Twitter for iPhone. Umm… what happened?
Any student of social media who wants a good thesis topic in their Masters of Communications class shouldn’t look much further than the strange recent plight of Twitter for iPhone.
This was, hands down, the best Twitter app in the App Store: free, fast, full of great features and updated fairly regularly. Then, without any warning, an innocuous update to the app introduced the Quick Bar – a feature that showed promoted (read: paid) and trending topics - which was quickly given a derisive and insulting name by those who didn’t like it. And some of the best extras of the app were removed, like bit.ly support. Adding insult to injury, the app suddenly got a lot less stable and begun crashing with regularity.
These changes to their iPhone app had some immediate impacts. For me, it sent me to using HootSuite full time for all my Twitter needs instead of splitting my time between apps. I was no fan of the Quick Bar and not happy about some of the other features taken out of the app.
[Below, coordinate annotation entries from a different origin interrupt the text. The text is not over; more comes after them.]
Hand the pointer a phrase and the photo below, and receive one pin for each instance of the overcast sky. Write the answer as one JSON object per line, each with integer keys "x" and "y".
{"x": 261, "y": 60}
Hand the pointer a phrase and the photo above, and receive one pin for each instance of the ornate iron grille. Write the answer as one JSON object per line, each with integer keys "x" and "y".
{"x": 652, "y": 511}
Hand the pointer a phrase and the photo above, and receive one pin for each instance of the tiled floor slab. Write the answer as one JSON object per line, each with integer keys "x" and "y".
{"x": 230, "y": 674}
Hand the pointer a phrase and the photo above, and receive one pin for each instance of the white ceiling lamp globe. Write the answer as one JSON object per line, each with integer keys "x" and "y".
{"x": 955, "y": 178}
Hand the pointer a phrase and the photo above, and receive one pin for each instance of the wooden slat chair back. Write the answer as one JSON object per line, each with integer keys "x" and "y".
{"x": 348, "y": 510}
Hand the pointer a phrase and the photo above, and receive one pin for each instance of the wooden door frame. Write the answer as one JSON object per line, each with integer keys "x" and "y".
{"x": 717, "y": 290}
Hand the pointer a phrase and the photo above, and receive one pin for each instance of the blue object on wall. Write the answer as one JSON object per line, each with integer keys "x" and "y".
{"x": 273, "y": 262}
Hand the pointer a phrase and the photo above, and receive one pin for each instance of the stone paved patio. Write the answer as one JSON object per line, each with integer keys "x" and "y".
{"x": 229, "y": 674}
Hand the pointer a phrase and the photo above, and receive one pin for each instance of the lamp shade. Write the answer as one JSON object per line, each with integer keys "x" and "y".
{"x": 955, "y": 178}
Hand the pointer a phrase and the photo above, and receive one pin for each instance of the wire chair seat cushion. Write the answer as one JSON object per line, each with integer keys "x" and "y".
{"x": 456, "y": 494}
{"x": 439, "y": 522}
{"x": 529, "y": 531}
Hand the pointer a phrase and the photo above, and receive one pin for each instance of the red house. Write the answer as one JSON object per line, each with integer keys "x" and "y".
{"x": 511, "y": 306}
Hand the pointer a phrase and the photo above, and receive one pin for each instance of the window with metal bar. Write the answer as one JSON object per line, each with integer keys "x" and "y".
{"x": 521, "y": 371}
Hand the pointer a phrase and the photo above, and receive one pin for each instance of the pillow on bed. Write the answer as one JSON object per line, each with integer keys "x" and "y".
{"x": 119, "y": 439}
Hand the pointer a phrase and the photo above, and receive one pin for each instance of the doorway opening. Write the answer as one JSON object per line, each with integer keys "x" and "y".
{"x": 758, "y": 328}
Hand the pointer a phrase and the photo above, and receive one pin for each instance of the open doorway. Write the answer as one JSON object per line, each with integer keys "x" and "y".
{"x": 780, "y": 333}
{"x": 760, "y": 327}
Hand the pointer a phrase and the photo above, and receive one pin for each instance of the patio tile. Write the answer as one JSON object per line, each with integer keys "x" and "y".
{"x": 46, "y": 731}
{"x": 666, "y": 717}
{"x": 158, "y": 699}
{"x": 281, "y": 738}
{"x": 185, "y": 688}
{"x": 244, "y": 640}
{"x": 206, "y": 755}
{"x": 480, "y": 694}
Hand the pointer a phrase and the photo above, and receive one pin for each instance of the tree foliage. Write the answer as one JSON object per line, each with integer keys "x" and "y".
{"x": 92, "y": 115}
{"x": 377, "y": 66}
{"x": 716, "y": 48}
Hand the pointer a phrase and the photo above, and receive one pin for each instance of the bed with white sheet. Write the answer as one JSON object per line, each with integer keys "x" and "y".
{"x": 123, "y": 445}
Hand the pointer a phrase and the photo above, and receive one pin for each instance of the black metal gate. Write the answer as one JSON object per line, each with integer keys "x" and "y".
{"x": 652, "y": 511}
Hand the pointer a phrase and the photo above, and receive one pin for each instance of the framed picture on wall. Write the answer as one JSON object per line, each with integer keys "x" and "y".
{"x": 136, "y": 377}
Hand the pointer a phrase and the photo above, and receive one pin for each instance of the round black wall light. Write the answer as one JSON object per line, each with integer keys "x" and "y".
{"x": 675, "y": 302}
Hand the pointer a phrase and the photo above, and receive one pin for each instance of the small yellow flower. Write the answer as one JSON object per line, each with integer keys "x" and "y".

But more importantly, the changes resulted in a good (if unfortunate) example of how small changes in an app (even a free app) can result in mass outrage amongst your user base and undermine your online reputation and result in what I can only assume is a shrinking user base.
Do a Twitter search for “Twitter iPhone” or read the comments in the App Store. It’s pretty devastating stuff. Twitter for iPhone’s reputation is taking an absolute beating online.
Twitter’s update to the app late this week didn’t remove the QuickBar. Nor did it, judging from the chatter on the Interwebs, eliminate the crashing. And people are still unhappy.
The question is: Does Twitter care?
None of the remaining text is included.